Not only are pathways to mental health support unclear, but often generic mental health services are not equipped to support people living with HIV . People living with HIV who want to access services are concerned about stigma and confidentiality, and so often feel better supported in HIV specific services . The APPG on HIV and AIDS recently reported that the
government’s commitment to parity of esteem between physical and mental health services has brought investment in generic mental health services, but this misses this nuance that people living with HIV want prioritisation of HIV specialist mental health support, not just to access generic services .80
“When diagnosing HIV, it was felt that there was very poor support offered. Peer support or support from a counsellor or social worker should be on hand at the point of diagnosis where possible.”
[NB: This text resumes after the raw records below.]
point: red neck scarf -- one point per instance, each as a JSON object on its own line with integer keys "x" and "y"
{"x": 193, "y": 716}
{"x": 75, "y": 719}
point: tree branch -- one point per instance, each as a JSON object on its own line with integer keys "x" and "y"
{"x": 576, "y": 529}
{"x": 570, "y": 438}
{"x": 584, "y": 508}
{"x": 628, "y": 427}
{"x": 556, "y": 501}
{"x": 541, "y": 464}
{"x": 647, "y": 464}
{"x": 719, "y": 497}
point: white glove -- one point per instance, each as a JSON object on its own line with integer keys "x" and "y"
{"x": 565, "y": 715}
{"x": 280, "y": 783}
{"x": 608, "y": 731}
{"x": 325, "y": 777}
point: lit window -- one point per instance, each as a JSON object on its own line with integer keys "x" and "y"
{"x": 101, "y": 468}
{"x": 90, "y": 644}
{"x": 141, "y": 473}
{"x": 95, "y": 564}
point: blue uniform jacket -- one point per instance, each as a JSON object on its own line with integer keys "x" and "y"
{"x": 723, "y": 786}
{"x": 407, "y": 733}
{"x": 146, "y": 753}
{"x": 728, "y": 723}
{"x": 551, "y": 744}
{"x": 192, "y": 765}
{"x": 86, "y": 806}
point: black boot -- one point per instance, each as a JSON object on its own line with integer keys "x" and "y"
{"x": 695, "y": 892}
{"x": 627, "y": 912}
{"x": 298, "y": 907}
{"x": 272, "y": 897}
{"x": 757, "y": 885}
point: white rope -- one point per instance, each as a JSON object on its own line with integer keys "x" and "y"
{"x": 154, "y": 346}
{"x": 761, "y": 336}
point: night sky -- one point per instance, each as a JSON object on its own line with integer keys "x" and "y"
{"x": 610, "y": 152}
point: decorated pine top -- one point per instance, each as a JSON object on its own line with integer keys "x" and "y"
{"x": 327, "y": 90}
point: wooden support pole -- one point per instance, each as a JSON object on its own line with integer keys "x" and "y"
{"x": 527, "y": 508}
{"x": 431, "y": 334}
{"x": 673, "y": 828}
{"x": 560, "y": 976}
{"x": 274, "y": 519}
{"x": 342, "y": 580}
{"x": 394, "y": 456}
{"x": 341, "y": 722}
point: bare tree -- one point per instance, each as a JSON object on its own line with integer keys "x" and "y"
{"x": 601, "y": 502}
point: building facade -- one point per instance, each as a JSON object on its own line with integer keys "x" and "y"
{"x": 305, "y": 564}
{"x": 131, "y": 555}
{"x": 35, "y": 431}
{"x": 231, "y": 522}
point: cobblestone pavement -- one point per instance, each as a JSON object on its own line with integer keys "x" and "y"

The community sector plays a substantial role in supporting people living with HIV to navigate care and delivering prevention . This often goes unacknowledged or is not considered an important part of a care pathway . Provision of peer support – where support is provided by people living with HIV, for people living with HIV – is a key component of this, but provision is patchy as services often rely on commissioners funding support via community services . This is despite the fact that in 2018, 1 in 5 people living with HIV said that they had needed help dealing with isolation and loneliness in the last year.81 In Bristol, Brigstowe aims to have peer support available in clinic at everyone’s first appointment at the Brecon Unit in Southmeads Hospital . This gives an immediate link into support after clinical appointments . Currently, there is no clear commissioning home which assigns responsibility for providing such services, so it only occurs in some local instances . Provision must become consistent across the country.